Conventie Plus gaat uit van afspraken tussen onder meer landen van bestemming en landen in de regio over het bieden van internationale bescherming. Belangrijk is dat deze bescherming zo efficiënt mogelijk verloopt en dat secundaire migratiestromen zoveel mogelijk worden beperkt. UNHCR heeft een aparte unit in werking gesteld om de werkzaamheden van Conventie Plus te begeleiden. Op 24 juni 2003 zal de eerste bijeenkomst van het `Forum on International Protection' plaatsvinden. In dit Forum zullen naast staten ook NGO's en andere relevante organisaties zitting hebben. Het proces van de Conventie Plus zal vanuit dit Forum worden begeleid.


1.3. Voorstel Verenigd Koninkrijk


Een ander initiatief dat bescherming in de regio uitdrukkelijk op de Europese agenda heeft geplaatst, is afkomstig van het Verenigd Koninkrijk. Op 10 maart 2003 stuurde premier Blair een brief naar het Voorzitterschap van de Europese Unie, waarin hij een voorstel voor een nieuw internationaal beschermingsregime ontvouwde. Dit voorstel vangt aan met de premisse dat het huidige regime niet naar tevredenheid functioneert. Veel geld en middelen worden besteed aan asielzoekers die het zich kunnen veroorloven om zich naar de Europa te begeven, terwijl lotgenoten die dichter bij huis blijven, bijvoorbeeld in Afrika of Azië, het in de regel met veel beperktere middelen moeten stellen.

Het Verenigd Koninkrijk heeft berekend dat in Europa per jaar gemiddeld 10.000 dollar aan een asielzoeker wordt uitgegeven, terwijl UNHCR wereldwijd ongeveer 50 dollar per persoon kan besteden. Bovendien, zo stelt het Verenigd Koninkrijk, komt een ruime meerderheid van de asielzoekers die Europa weten te bereiken niet in aanmerking voor internationale bescherming, en werkt het huidige systeem mensensmokkel en -handel in de hand.
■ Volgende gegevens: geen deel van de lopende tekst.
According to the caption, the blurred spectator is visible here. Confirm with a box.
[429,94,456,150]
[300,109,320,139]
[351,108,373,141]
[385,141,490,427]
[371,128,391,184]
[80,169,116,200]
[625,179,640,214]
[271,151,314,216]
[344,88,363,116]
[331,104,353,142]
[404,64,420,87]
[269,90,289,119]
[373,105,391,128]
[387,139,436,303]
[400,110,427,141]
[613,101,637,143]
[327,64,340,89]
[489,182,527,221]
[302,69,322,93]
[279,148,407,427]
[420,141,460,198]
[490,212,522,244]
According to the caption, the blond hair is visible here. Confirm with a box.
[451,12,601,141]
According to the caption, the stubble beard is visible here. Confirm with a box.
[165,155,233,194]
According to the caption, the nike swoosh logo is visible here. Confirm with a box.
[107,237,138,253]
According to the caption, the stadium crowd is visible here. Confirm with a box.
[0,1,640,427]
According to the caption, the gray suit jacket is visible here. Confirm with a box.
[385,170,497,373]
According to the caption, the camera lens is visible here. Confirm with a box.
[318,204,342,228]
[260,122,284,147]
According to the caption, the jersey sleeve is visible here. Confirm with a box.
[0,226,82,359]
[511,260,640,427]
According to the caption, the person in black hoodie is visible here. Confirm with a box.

Op basis van bovenstaande analyse komt het Verenigd Koninkrijk met een voorstel dat in twee elementen uiteenvalt.


1.3.1 Verbetering van regionaal migratie-management

Het eerste element gaat uit van een verbetering van regionaal migratie-management. Dit door meer aandacht te besteden aan de oorzaken waarom mensen huis en haard verlaten. Met landen in de regio zullen, volgens het Britse voorstel, overname-overeenkomsten moeten worden afgesloten. Personen die bescherming in de eigen regio hadden kunnen zoeken, worden op grond van deze overeenkomsten teruggezonden, op voorwaarde dat ter plaatse effectieve bescherming kan worden geboden. Zonder sluitende afspraken op deze punten zal een versterkte bescherming in de regio niet van de grond komen. Vluchtelingen die niet in de regio kunnen worden opgevangen, of die niet op redelijke termijn kunnen terugkeren naar hun land van herkomst, zullen volgens een quotasysteem over de lidstaten van de Europese Unie worden verdeeld.
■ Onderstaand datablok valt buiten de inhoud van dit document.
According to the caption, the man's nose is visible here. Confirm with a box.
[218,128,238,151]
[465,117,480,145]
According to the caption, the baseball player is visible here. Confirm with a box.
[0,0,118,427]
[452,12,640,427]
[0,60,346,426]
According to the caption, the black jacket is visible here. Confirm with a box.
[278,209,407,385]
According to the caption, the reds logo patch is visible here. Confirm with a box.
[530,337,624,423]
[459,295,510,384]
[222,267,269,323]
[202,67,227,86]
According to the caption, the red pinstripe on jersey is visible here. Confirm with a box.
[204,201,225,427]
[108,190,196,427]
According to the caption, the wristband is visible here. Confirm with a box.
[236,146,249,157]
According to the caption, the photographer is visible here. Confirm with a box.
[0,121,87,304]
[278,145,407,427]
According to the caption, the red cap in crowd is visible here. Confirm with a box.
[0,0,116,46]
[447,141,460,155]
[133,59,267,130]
1.3.2. Europese centra voor de behandeling van asielverzoeken

Het tweede element van het Britse voorstel, zoals verwoord in het voorstel van 10 maart jl., gaat uit van het opzetten van Europese centra voor de behandeling van asielverzoeken. Naar deze centra zouden al diegenen moeten worden overgebracht die op Europees grondgebied een asielaanvraag doen (evenals mogelijk uitgeprocedeerde asielzoekers en illegalen).Vanuit deze `Transit Processing Centres' zouden door UNHCR dan wel door de Internationale Organisatie voor Migratie (IOM) alleen diegenen naar de Europese Unie worden doorgeleid die in aanmerking voor een vluchtelingenstatus komen. Het Verenigd Koninkrijk stelt voor deze centra vlak buiten de Europese Unie te plaatsen. Daarover zouden nauwsluitende afspraken met het desbetreffende land moeten worden gemaakt. Verder zouden terugname-overeenkomsten met de landen van herkomst moeten worden gesloten om personen wier asielverzoek wordt afgewezen naar het land van herkomst terug te kunnen sturen.
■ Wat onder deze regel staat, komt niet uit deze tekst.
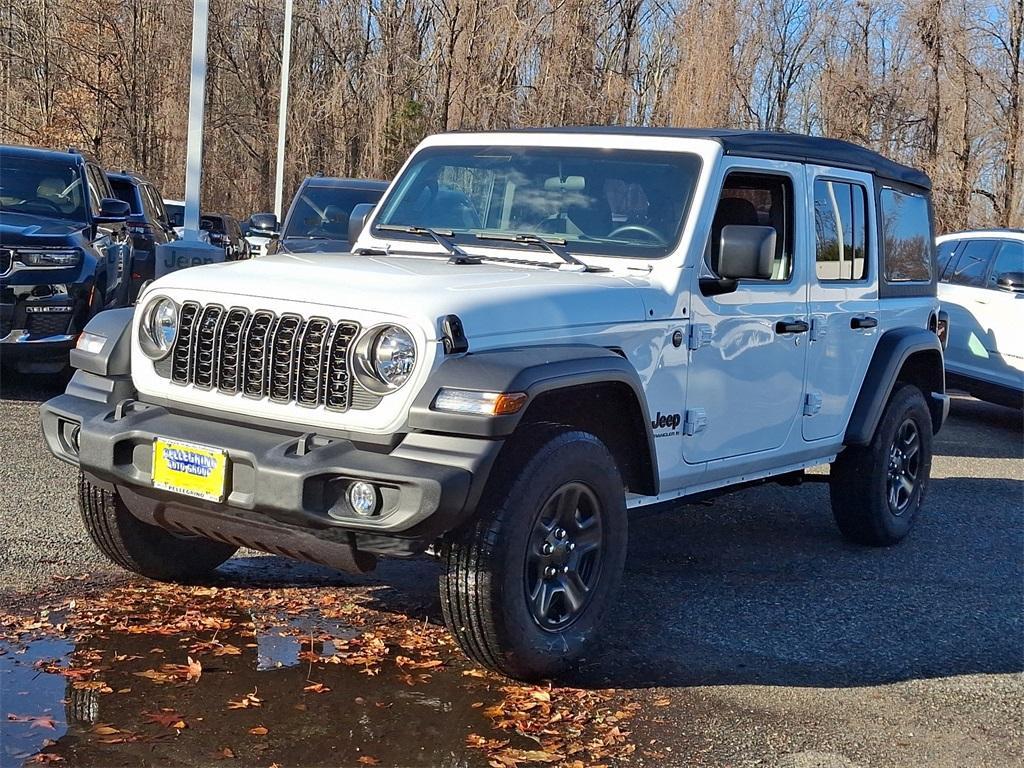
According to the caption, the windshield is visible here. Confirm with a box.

1.4 Reacties en initiatieven binnen de Europese Unie

In een reactie op het voorstel van het Verenigd Koninkrijk heeft de Europese Raad van Brussel van 20 en 21 maart 2003 de Commissie verzocht om de Britse ideeën, in samenwerking met UNHCR, verder uit te werken en het resultaat te presenteren aan de Europese Raad die op 19 en 20 juni 2003 in Thessaloniki bijeenkomt. Het voorstel is meer in detail besproken op ambtelijk niveau en kwam aan de orde tijdens de informele Justitie en Binnenlandse Zaken-Raad van Veria, op 28 en 29 maart 2003. Deze besprekingen hebben duidelijk gemaakt dat lidstaten geïnteresseerd zijn, maar ook dat er nog vele vragen leven over de praktische invulling van de Britse ideeën. Duitsland uitte in Veria vooral twijfels over de haalbaarheid van het concept, terwijl lidstaten als Nederland, Denemarken, Italië en Spanje voorzichtig positief reageerden. De posities van de lidstaten zullen, in aanloop naar de Europese Raad van Thessaloniki, ongetwijfeld vastere vorm krijgen. De regering zal ook de komende tijd ontwikkelingen op dit vlak aandachtig blijven volgen.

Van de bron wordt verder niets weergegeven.